次元の呪い(Curse of dimensionality)とは?:AI・機械学習の用語辞典
用語「次元の呪い」について説明。特徴量などの次元が多くなるほど、必要な訓練データの量が「指数関数」的に増えてしまう現象を指す。
用語解説
機械学習における次元の呪い(Curse of dimensionality)とは、次元(=ニューラルネットワークで言うと入力データとなる特徴量)の数が増えるほど、正確に一般化する(=高い精度のモデルを作る)ために必要な訓練データの量が「指数関数」的に増えてしまうことである(=呪いのようにつきまとう宿命)。
元々は、数学的な空間における呪われた現象として、数学者であるRichard E. Bellman氏(動的計画法やベルマン方程式で有名)が1957年に論文の中で言及した概念である。今では、機械学習など多数の領域で発生することが確認されている。機械学習(特にクラスタリングのk近傍法など距離を扱う手法)やディープラーニングを実践する人は、留意すべき概念である。

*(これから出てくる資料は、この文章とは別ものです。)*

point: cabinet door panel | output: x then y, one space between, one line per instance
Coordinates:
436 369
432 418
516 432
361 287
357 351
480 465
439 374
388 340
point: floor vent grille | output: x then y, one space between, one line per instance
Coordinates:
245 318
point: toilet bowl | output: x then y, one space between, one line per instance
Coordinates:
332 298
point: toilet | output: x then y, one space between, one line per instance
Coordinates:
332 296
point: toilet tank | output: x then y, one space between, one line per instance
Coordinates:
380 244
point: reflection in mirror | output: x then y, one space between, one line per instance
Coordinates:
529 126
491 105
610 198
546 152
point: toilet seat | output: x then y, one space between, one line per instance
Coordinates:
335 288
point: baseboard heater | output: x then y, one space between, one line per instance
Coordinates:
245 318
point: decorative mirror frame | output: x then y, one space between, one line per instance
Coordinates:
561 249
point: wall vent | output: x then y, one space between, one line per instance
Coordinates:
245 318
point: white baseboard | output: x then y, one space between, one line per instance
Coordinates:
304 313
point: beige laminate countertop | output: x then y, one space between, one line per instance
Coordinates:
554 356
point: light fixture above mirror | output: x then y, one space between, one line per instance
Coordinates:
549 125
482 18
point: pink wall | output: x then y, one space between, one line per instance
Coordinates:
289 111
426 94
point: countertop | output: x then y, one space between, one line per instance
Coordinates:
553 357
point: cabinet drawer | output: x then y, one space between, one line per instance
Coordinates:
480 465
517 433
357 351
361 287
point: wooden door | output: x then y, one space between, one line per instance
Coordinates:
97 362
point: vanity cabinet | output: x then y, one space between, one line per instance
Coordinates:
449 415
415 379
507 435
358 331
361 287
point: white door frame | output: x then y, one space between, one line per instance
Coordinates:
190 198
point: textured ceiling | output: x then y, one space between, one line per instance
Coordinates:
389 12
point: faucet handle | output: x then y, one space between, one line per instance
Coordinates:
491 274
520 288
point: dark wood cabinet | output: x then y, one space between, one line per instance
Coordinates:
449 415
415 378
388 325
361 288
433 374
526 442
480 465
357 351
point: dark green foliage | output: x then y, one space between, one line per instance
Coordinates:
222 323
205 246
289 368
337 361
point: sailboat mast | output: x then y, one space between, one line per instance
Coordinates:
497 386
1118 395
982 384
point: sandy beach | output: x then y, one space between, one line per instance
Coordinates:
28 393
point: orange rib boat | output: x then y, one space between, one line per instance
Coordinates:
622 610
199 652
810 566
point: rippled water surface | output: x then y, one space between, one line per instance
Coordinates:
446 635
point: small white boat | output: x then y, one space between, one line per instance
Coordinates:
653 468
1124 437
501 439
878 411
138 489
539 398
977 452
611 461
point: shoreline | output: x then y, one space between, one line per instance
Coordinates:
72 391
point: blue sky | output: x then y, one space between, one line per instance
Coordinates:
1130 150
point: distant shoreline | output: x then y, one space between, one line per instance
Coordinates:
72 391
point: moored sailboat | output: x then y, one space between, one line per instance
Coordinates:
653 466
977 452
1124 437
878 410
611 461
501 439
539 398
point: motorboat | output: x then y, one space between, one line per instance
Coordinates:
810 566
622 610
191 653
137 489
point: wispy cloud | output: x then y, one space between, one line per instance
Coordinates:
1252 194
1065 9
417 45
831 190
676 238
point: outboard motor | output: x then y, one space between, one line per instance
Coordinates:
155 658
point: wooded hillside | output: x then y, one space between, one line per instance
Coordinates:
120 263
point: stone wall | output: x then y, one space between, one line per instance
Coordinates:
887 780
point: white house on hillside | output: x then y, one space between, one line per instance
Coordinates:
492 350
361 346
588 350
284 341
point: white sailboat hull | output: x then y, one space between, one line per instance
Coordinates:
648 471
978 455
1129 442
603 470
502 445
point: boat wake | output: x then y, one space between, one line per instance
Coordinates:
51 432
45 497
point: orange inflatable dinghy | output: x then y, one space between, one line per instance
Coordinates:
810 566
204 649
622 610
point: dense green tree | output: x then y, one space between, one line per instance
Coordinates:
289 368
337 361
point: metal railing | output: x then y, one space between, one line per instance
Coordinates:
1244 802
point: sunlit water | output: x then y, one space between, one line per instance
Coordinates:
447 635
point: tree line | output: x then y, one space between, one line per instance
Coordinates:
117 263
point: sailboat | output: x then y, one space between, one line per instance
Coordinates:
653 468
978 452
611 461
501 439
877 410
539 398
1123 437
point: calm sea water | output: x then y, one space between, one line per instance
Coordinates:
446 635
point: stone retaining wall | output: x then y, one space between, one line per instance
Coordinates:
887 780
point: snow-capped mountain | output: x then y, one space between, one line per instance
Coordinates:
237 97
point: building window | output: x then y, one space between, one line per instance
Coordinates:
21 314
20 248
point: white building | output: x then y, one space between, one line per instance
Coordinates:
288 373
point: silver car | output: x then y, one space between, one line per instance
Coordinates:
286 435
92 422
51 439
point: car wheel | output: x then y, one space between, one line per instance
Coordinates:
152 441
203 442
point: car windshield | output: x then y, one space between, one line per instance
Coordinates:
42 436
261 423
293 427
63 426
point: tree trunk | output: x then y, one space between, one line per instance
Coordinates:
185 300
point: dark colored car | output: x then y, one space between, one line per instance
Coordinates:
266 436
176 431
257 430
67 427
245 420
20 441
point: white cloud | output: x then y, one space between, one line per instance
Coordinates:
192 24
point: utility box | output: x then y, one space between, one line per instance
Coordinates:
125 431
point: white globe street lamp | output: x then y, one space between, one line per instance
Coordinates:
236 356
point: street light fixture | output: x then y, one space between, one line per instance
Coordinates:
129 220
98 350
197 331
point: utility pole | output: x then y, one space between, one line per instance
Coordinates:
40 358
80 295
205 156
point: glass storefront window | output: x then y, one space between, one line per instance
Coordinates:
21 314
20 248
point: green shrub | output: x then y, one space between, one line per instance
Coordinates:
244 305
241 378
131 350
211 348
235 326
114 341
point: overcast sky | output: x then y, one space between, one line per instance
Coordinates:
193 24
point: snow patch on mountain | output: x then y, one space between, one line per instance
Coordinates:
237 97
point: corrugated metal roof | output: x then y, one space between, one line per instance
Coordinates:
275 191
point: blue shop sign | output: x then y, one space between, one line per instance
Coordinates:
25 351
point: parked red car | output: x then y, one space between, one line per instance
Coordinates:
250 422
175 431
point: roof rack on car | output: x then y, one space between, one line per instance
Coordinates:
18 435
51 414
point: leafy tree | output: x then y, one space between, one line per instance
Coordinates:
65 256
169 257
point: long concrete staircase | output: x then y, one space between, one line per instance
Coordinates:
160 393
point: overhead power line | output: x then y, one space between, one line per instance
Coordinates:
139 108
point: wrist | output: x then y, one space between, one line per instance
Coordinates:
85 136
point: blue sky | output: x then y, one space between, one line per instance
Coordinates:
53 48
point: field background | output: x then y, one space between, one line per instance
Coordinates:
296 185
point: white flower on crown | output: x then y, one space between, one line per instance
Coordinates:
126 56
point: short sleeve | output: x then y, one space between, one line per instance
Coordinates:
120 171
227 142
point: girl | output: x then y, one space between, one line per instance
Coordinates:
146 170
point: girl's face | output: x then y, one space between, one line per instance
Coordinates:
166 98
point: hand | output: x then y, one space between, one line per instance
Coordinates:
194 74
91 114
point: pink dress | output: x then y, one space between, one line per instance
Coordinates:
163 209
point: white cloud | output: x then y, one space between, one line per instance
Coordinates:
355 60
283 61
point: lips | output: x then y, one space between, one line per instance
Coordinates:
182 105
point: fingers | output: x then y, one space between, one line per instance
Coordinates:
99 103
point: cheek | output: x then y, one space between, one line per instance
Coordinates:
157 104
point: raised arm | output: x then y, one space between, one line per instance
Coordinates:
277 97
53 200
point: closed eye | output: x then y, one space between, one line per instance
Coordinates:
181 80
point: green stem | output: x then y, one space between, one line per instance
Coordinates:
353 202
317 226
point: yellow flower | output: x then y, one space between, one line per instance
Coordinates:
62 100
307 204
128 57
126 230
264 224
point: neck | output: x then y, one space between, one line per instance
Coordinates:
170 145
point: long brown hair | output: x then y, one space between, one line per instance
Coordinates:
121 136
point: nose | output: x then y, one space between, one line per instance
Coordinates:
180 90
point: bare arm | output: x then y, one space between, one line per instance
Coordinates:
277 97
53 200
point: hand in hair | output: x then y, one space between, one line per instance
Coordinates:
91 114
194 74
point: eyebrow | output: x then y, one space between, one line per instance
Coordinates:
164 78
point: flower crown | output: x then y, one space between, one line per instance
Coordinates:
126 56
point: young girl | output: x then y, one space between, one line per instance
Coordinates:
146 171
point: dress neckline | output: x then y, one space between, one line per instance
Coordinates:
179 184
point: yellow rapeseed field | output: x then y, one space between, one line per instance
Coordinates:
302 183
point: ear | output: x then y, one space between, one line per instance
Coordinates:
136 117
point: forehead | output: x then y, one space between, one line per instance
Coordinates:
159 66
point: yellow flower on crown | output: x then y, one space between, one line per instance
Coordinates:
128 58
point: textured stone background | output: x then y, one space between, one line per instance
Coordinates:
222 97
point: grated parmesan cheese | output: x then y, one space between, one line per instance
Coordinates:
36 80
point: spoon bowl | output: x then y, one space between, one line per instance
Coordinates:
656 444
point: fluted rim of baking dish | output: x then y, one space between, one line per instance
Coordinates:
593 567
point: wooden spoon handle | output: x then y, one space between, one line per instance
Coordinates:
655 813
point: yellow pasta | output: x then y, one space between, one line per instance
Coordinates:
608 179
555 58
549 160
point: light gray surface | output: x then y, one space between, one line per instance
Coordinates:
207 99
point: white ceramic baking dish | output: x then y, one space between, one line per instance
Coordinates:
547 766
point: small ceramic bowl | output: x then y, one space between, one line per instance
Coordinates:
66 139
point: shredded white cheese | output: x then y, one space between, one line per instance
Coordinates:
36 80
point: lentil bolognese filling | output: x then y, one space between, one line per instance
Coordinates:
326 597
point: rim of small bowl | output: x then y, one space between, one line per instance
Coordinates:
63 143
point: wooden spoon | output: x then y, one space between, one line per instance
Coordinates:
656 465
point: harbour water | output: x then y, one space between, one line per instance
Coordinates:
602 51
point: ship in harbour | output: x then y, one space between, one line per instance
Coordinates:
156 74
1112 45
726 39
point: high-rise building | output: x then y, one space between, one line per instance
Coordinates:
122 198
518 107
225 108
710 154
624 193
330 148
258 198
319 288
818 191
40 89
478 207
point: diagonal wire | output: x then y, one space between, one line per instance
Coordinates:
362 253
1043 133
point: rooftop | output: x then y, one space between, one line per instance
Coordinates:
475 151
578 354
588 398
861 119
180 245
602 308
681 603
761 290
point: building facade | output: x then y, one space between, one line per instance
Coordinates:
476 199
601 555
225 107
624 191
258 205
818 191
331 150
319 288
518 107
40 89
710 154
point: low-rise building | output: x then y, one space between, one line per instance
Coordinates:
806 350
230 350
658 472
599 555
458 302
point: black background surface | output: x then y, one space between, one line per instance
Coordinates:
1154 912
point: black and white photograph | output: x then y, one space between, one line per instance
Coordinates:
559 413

なぜ「次元の呪い」という現象が発生するかについて、例え話を使って直感的に説明しておこう。
「指数関数」的にデータが必要となる直感的な説明
あなたは、パンに塗るための「おいしいジャム」を食べ比べしながら調査しているとしよう。
まずは、いちご/マーマーレード(オレンジ)/ブルーベリー/リンゴ/レモン/いちじく/あんず/マンゴー/桃/梅などという「素材」ごとに食べ比べてみる。この値が1つ目の次元(x1)である。
次に、甘い/しょっぱい/すっぱいなどの「味」が2つ目の次元(x2)。
その次が、赤色/ピンク色/オレンジ色/黄色/茶色/紫色などといった「色」が3つ目の次元(x3)。
さらに、「柔らかい〜硬いなどの食感(x4)」「さらさら〜ごろごろといった粒感(x5)」……といった具合に、どんどん次元(特徴量)を増やすことは可能である。
あなたは「ジャムのおいしさ」を正確に評価する(=データを正確に一般化する=高い精度のモデルを得る)必要がある。そのため、「素材」ごと、「味」ごと、「色」ごとにジャムを食べ比べて評価しなければならない。その食べ比べも、まだ2次元ぐらいだと(例えば次元となる特徴量が「素材」と「味」だけで、各特徴量とも10段階と仮定して、10種類の「素材」と10種の「味」の組み合わせの比較、つまり10×10=100回の試食であれば)、まだ我慢できるかもしれない。しかし次元(特徴量)が増えていくにつれて、1000回、1万回、10万回、100万回……と指数関数的に試食の回数が増えると、もう無理ではないだろうか(前掲の図1参照)。
そもそも試食するには、たくさんのジャム(=データ)を用意しなければならないし、食べて評価するのにもすごく時間がかかるようになる。食べ過ぎるとおいしさの細かな違いが逆によく分からなくなってしまうなどの副作用も出てくるかもしれない。これが「次元の呪い」のイメージである。
機械学習では、データ量(=たくさんのジャム)とトレーニング時間(=食べ比べて評価する時間)が必要になる。
機械学習を行っていると、例えば「センサーからの加速度情報を追加」「時間情報を追加」さらに「GPS情報も追加」といったように、取りあえず得られるものを特徴量として次々と追加したくなる場合もあるだろう。そのような場面では、「次元の呪い」がある点に留意してほしい。
ちなみに、特徴量が多いと不要なノイズも多いということなので、ニューラルネットワークではそういったノイズ(=無関係な特徴量、先ほどのジャムの例でいうと「色」はおいしさには関係がないかもしれない)にまで適合してしまうため過学習(オーバーフィッティング)の可能性が高まるという問題もある。
そのような「次元の呪い」を回避するためには、有効な特徴量の組み合わせを選択したり(特徴量選択)、複数の特徴量を1つにまとめたり(特徴量作成)する必要がある。